Peter Gluck <peter.gl...@gmail.com> wrote:

> Calculating very "generously"- how many tons of palladium could be used in
> Cold Fusion generators worldwide?


All of them. We will have no other use for the stuff.



> Again, what could be, realistically the W/g power obtained by1 g of Pd?
>

That's easy. As I said, the limiting factor is how hot you can make the
stuff in a thin-film or finally divide configuration. Presumably that
technology is mature in today's catalytic converters. A catalytic converter
has 3 to 7 ounces of Pd = 200 g. An automobile engine produces 150 hp at
top speed = 112 kW. Assuming it is 20% efficient, that means 448 kW of hot
gas is rolling past the Pd surface. An obscene figure.
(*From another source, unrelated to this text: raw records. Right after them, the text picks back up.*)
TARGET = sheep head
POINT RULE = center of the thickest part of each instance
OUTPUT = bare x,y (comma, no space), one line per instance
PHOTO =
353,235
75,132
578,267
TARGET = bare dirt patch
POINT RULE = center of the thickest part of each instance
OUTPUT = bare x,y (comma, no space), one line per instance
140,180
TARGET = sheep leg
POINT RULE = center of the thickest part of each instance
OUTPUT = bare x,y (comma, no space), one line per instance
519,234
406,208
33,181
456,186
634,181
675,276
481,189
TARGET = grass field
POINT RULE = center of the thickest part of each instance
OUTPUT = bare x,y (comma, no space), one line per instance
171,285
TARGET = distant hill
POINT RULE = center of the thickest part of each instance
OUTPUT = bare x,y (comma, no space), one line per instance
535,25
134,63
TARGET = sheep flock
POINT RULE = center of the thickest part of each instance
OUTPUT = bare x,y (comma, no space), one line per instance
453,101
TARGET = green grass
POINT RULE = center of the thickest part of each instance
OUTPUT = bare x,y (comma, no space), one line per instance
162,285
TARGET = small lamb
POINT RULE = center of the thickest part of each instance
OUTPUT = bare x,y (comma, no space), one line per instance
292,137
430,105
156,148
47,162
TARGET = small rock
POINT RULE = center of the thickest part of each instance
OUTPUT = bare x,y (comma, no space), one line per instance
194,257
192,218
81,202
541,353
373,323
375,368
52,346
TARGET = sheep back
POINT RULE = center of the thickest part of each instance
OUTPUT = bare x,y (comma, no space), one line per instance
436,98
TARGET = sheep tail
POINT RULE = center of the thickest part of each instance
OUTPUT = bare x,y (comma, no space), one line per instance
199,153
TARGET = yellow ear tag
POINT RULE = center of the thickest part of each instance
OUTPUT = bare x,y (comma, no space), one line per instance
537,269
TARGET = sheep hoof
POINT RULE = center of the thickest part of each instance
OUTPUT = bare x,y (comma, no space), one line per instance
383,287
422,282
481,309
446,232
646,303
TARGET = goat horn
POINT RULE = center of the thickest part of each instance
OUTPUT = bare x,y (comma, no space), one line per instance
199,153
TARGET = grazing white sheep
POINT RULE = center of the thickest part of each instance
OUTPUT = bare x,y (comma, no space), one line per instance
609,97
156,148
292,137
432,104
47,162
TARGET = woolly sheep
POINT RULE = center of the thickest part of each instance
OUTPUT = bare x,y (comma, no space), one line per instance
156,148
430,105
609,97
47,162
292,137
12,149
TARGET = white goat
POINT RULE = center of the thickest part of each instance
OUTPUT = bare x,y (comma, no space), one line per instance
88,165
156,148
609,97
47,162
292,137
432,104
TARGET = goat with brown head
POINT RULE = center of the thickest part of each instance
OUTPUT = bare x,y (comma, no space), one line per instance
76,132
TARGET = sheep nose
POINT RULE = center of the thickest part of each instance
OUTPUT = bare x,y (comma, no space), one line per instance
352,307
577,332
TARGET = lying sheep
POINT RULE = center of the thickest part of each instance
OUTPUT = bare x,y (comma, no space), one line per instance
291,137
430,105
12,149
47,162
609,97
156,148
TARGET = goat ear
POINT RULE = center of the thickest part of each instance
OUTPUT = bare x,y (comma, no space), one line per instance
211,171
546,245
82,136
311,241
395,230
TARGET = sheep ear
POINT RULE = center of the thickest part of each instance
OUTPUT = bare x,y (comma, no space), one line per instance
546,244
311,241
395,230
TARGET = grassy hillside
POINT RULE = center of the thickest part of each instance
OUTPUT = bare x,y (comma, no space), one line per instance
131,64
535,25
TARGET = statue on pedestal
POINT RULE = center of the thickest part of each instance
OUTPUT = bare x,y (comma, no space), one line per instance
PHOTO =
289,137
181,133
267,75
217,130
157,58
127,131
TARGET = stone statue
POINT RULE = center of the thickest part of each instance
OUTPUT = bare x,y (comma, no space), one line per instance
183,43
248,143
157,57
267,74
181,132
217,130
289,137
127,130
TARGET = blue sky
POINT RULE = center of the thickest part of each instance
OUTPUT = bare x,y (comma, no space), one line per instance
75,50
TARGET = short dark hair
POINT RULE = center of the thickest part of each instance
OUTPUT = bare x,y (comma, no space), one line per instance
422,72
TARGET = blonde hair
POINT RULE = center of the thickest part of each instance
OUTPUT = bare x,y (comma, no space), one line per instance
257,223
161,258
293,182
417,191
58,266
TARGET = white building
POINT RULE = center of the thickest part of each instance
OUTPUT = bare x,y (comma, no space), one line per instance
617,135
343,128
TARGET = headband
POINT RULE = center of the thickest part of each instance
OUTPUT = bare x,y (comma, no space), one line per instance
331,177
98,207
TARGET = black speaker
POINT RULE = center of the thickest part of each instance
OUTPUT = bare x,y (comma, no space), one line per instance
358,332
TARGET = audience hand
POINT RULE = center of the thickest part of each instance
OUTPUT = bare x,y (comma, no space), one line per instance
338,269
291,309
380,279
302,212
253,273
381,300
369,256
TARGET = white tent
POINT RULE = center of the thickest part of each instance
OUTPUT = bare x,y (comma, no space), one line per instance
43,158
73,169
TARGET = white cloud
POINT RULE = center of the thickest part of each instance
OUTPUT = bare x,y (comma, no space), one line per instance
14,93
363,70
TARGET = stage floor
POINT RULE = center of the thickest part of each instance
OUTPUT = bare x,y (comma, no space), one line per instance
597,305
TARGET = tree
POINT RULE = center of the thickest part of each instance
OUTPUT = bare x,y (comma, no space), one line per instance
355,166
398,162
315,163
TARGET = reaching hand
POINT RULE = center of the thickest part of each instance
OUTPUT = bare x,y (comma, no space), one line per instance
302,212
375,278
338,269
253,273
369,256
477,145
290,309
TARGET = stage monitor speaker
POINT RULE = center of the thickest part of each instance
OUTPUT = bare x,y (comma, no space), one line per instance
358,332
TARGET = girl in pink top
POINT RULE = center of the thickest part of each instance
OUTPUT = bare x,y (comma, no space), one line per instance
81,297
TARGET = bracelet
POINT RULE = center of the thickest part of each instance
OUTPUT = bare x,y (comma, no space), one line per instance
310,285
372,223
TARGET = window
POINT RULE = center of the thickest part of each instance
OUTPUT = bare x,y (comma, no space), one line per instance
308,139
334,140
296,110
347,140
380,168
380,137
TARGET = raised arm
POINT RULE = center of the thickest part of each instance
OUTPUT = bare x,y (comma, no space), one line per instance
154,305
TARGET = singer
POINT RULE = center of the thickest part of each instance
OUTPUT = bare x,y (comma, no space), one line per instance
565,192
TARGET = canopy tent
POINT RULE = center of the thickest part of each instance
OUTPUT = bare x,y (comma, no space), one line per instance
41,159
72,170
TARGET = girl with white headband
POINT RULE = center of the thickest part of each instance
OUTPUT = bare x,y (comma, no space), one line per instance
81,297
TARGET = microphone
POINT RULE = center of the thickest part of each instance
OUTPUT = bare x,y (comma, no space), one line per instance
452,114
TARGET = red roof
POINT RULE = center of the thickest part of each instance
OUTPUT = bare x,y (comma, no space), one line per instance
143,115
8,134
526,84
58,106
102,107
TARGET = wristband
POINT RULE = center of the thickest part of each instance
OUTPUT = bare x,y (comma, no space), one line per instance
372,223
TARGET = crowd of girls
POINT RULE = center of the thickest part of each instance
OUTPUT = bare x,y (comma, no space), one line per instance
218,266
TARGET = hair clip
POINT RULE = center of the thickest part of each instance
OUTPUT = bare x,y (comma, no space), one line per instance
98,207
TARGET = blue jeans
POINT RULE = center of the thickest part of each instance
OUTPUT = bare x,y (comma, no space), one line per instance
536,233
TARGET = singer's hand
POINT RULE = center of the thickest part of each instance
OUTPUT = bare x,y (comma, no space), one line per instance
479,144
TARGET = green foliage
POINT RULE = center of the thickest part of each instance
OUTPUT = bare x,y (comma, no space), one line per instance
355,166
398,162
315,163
If you ran an
automobile 24 hours a day at top speed I suppose it would wear out after a
few months, but anyway that is the limit to how much heat palladium can
stand. ~2.2 kW/g.

As I said this is a materials engineering problem. That is the limiting
factor. We know that palladium can get so hot it vaporizes. Cold fusion
itself can produce more heat than we can handle with any engineering
technique.



> And what could be the lifetime of Pd in such a source?
>

That depends upon whether it transmutes or not. if it does not transmute
nearly 100% of it can be recycled. It is in a closed cell, like a battery.
Much of palladium in a catalytic converter is lost because the hot gas
blows it out.



> I repeat it was a historical misfortune  of LENR to be discovered in
> palladium . . .
>

I do not see what difference it made. Fleischmann himself recommended the
use of nickel early on. People would have discovered the nickel version
sooner or later. up until now it has been much easier to detect Pd-D
because power density has been much higher.